The proposed method provides two main benefits with respect to the simple solution of taking the average of all particles. First, it allows to obtain meaningful orientation while the particle filter has not converged. This situations frequently occurs when a robot comes back from penalty from the side line. During games, it allows to discard scattered particles which will be automatically attributed to a cluster containing the noise, see Fig. 7a. Second, representation of localization belief under the form of multiple clusters allows to store or broadcast the information at a much lower cost than sending the position of all the particles.
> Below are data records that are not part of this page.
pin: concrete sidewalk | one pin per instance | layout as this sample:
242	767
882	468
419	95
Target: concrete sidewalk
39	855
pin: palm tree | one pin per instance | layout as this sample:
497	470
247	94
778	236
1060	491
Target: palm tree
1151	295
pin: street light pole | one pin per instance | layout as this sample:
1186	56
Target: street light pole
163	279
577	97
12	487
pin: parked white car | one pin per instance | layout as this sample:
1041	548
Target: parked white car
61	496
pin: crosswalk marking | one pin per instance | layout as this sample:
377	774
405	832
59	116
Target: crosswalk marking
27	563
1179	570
Therefore, this method enables real-time monitoring under low bandwidth conditions, see Fig. 7b.

Fig. 7.

In-game examples of localization.

6 Strategy

In 2017, we introduced an off-line value iteration process to compute a kick policy that chooses a type of kick as well as the orientation aiming to optimize the time to score a goal with one robot on an empty field [7]. The reward function used for the optimization is simply the time needed for the robot to reach the next ball position, a penalty if the ball is kicked out of field and 0 if a goal is scored. This process produces a value function V that gives us an estimation of the time it takes to score a goal from a given position on the field.
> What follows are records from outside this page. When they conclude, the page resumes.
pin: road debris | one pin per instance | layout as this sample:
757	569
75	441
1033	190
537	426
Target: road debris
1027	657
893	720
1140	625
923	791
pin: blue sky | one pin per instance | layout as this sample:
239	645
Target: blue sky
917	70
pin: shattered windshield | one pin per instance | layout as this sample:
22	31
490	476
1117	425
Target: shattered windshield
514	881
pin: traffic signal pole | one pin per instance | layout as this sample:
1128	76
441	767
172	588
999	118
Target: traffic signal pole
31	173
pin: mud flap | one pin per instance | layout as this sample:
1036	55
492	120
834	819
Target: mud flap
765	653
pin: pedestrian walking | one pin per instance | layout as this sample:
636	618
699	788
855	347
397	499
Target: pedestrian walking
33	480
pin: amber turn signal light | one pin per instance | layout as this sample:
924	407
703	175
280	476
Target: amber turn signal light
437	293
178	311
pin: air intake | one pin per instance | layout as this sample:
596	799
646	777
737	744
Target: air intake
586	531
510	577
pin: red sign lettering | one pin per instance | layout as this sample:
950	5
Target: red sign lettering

This year, we also used an online value iteration that performs an optimization at depth one to include the current state of the game. It can roughly be described as follows. The discrete set of ball positions on the field is called S. An action is a type of kick together with a discrete orientation. We denote A the set of possible actions. Let \(P_a(s, s')\) denotes the probability of reaching state \(s'\) from state s after performing action a kick with orientation a. The knowledge of the game is introduced with a reward function r(s, s) described thereafter. The online policy is given by the formula

$$ \arg \max _{a \in A} \sum _{s' \in S} P_a(s, s') (r(s, s') + V(s')). $$

To compute the reward r, we check if we are in a state where it is not allowed to score a goal. For example in the case of a throw-in, an indirect penalty kick or when we have the kick-off and the ball is still not in play (exited the center circle). In this case, a penalty score is given if a goal is scored. In that case, the robot will naturally kick the ball so that it does not score a goal, but placing it in the best situation possible to score a goal on the next kick. The reward \(r(s,s')\) also includes the time for the closest robot to reach \(s'\) from which we subtract the time for the kicking robot to reach \(s'\). Finally, we give penalties to kicks towards opponent robots if we have their location. As an example, in the situation of Fig. 8, the robot 1 is going for the ball, because he is the closest to it. He is not allowed to score a goal, because of the kick-off conditions. Hence, a short kick action getting the ball out of the center circle is preferred by the on-line iteration instead of a powerful kick that would certainly score. If the robot was alone on the field, the optimal orientation would be straight forward. However, the iteration produces this left oriented kick, because by the time we estimate the kick is done, the robot 2 will be properly positioned to handle the ball and score a goal faster than if robot 1 would have kicked straight.

Fig. 8.

An example situation using on-line Monte Carlo.